Uno slalom difficile quello che il comparto balneare ha messo in atto tra le 107 pagine e i 44 articoli del Decreto che sembrano non colpire, almeno in questa prima fase, il settore.
Il contenuto dell’articolo 26, stracciato dal testo definitivo del Decreto, minava di fatto, anni di sforzi delle rappresentanze di categoria rappresentando più un ostacolo che uno strumento di crescita.
“Siamo a favore delle liberalizzazioni e alle riforme strutturali che servono a favorire la crescita del nostro settore – afferma il Presidente Renato Papagni – ma siamo contro le “liberalizzazioni inutili”.
“La disposizione ventilata dagli uffici tecnici del Ministero del Turismo riduceva la durata della scadenza delle concessioni a 4 anni, ostacolando in questo modo la possibilità di fare degli investimenti e dei progetti di crescita a lungo termine. Le concessioni devono essere ventennali. La crescita non si costruisce in laboratorio ma si avvale anche dell’esperienza di imprenditori che da anni hanno il polso della realtà – conclude Renato Papagni .
L’ipotesi di occupazione camorristica delle coste italiane innescata potenzialmente dal meccanismo delle aste e dall’innesto di denaro riciclato ha evidentemente attivato i tecnici che hanno ascoltato le ragioni di Federbalenari e rimesso in discussione le modalità con cui liberalizzare il sistema spiagge.

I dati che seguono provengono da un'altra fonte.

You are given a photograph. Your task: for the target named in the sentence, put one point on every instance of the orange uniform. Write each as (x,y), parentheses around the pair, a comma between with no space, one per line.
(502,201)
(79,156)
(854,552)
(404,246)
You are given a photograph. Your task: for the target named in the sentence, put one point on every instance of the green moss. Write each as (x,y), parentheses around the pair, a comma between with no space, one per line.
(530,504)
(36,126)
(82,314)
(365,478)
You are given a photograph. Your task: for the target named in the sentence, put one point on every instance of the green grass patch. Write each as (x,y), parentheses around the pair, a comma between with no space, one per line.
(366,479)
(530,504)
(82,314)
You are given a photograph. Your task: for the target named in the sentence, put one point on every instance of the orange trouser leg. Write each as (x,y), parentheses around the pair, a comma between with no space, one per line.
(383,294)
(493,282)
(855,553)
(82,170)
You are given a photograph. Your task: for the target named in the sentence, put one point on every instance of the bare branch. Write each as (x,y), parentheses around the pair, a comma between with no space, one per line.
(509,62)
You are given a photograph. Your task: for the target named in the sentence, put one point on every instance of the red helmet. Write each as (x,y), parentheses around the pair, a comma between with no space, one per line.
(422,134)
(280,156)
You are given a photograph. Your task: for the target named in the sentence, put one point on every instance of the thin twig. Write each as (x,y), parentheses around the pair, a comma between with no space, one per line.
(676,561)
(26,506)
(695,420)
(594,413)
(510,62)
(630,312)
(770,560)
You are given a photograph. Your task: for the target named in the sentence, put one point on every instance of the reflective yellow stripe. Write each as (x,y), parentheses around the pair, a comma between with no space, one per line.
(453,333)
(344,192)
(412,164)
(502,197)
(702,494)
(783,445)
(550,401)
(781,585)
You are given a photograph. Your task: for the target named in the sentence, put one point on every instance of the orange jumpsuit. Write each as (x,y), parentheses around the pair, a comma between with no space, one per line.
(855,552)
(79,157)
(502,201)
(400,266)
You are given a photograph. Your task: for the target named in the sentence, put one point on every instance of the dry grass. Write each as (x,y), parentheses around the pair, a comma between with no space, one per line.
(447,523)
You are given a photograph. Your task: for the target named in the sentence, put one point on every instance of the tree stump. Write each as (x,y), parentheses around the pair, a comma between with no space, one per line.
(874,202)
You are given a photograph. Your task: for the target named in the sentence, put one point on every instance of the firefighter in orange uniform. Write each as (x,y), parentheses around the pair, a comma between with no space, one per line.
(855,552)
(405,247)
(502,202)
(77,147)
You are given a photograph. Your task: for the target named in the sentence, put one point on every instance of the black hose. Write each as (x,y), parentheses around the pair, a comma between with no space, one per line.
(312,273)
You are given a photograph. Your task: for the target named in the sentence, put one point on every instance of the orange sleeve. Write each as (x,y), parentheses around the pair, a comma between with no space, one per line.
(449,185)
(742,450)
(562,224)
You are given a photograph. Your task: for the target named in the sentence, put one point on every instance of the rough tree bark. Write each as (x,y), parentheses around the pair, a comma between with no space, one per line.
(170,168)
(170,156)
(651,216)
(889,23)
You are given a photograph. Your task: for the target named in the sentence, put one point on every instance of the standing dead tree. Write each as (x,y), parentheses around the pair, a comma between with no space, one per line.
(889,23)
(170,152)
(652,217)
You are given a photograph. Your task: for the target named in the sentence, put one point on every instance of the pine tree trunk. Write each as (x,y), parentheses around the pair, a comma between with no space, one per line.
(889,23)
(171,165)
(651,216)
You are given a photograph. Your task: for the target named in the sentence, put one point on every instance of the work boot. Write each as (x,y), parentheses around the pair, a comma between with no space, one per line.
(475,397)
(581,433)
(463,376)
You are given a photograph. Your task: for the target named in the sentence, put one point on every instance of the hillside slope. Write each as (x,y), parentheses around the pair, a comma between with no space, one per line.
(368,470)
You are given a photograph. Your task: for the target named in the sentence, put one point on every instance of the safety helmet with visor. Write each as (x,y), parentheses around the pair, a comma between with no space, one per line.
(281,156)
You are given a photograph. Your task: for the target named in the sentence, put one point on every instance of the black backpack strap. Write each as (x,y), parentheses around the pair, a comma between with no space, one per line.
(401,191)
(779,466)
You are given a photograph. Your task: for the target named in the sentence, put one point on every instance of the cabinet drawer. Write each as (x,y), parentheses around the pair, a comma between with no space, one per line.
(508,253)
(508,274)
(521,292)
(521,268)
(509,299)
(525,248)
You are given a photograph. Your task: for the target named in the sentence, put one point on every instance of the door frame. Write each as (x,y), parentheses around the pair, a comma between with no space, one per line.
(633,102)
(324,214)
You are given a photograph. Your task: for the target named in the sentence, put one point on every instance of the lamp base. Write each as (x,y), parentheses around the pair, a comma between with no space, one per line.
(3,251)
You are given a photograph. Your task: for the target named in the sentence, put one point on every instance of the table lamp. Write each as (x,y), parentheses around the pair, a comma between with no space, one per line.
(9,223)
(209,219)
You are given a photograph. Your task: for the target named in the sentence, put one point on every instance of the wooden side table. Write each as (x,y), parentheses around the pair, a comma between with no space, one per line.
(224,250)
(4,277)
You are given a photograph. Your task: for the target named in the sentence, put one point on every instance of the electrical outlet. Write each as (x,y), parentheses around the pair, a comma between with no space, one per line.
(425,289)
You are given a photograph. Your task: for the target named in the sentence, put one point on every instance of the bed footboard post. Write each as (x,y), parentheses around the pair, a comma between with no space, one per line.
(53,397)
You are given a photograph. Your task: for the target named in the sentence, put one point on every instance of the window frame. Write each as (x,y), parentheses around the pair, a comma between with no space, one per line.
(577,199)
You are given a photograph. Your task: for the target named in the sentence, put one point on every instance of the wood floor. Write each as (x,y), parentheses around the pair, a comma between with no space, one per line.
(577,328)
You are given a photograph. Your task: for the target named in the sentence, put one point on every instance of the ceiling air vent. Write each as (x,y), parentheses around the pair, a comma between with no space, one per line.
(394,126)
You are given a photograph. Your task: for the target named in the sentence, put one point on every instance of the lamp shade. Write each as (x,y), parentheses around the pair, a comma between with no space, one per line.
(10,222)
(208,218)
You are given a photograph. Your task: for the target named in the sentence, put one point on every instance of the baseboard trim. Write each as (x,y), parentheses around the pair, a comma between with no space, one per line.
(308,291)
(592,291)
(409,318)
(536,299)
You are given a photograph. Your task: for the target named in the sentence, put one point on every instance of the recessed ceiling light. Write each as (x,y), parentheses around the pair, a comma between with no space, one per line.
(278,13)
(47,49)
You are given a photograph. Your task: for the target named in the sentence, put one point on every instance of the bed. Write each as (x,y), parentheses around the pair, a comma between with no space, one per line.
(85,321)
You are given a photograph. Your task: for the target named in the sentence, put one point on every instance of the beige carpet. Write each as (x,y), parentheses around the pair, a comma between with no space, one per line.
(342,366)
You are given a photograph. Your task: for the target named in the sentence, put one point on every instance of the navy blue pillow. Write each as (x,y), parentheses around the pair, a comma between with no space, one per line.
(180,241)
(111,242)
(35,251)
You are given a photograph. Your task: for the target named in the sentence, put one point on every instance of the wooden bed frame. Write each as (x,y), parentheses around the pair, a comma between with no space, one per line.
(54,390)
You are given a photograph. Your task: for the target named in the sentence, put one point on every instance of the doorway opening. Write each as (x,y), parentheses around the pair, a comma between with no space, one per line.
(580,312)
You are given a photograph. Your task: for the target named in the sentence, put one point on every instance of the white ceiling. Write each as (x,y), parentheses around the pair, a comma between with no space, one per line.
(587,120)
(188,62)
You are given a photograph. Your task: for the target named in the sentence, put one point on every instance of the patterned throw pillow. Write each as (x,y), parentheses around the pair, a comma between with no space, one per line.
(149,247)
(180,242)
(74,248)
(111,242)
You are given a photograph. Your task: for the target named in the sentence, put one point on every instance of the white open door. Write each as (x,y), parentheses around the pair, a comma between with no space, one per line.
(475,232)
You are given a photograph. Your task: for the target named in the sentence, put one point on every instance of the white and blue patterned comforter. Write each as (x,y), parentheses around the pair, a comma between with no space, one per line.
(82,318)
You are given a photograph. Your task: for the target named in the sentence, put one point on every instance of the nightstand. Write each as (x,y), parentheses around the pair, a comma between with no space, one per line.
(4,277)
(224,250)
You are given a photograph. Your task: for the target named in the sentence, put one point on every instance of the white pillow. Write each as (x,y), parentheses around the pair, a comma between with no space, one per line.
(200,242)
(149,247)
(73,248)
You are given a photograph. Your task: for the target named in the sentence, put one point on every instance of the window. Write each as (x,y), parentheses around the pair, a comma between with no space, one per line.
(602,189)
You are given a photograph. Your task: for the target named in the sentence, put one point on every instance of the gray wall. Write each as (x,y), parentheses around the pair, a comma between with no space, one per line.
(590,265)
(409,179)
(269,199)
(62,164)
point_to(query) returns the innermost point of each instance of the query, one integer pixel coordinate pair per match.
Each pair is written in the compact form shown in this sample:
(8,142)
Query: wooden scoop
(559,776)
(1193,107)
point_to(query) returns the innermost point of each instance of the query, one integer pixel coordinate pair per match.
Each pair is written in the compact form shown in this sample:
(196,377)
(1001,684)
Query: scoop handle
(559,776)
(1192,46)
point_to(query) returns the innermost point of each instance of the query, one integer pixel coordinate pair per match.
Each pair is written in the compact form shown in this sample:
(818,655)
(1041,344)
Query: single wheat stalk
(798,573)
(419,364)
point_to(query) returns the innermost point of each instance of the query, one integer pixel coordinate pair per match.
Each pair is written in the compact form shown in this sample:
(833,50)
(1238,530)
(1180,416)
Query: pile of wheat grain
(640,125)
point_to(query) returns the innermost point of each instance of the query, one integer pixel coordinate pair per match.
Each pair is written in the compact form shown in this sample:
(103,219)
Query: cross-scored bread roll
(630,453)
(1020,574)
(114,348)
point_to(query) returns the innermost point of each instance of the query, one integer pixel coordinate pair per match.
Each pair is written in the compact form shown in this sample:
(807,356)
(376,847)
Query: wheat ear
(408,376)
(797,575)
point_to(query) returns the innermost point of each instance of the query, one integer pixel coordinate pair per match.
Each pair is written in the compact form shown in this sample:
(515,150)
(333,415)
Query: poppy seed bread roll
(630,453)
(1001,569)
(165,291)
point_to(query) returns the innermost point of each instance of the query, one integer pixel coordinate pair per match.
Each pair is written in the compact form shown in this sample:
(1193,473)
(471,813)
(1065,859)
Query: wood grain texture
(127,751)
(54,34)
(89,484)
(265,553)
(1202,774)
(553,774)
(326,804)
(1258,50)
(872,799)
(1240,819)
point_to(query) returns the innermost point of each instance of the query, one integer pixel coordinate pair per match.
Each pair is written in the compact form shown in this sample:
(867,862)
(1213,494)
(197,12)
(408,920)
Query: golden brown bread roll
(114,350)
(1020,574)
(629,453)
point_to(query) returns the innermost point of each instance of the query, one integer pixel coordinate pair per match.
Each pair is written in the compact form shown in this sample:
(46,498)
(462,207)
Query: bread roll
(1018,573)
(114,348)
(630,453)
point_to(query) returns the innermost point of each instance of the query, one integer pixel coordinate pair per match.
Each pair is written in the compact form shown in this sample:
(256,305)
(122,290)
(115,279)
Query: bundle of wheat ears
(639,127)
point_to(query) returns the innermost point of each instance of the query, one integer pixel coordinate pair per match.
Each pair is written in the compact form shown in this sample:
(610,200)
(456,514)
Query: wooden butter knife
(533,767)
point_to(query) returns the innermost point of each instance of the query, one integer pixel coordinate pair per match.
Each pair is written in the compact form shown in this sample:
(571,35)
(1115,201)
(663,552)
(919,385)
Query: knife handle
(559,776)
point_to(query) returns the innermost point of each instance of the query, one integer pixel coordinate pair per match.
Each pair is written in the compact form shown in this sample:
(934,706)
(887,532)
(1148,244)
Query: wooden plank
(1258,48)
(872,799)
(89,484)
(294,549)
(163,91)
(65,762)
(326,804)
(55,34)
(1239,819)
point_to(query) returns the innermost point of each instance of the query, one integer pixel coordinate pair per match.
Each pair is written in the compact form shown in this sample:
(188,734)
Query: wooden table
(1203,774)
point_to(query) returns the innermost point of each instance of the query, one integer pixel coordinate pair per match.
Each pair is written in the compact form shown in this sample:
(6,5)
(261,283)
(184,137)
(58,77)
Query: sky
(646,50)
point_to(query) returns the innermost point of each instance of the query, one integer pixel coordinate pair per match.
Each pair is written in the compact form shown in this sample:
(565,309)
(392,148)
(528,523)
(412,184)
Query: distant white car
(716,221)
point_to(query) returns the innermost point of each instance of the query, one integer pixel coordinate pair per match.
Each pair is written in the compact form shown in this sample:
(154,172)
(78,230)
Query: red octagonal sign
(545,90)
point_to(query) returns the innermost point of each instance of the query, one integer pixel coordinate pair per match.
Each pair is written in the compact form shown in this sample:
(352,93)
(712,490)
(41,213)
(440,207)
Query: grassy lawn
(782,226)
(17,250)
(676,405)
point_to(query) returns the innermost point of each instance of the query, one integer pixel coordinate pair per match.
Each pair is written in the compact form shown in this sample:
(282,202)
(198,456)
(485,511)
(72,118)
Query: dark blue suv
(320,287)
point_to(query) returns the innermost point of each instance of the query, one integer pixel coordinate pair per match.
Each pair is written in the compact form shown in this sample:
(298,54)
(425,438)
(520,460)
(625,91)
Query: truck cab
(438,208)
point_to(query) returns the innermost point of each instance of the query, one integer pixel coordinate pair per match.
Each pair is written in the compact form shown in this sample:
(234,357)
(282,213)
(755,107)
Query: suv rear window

Non solo, l’art 26, così concepito non poteva essere presente sul teso definitivo del Decreto in quanto in totale disallineamento con il percorso intrapreso negli anni scorsi con l’UE, e si pone in aperto contrasto con l’intera normativa di settore ed, in particolare, con l’art. 11 della recente Legge Comunitaria che pone in atto l’evidenza pubblica delle concessioni demaniali marittime a partire dal 1 gennaio 2016.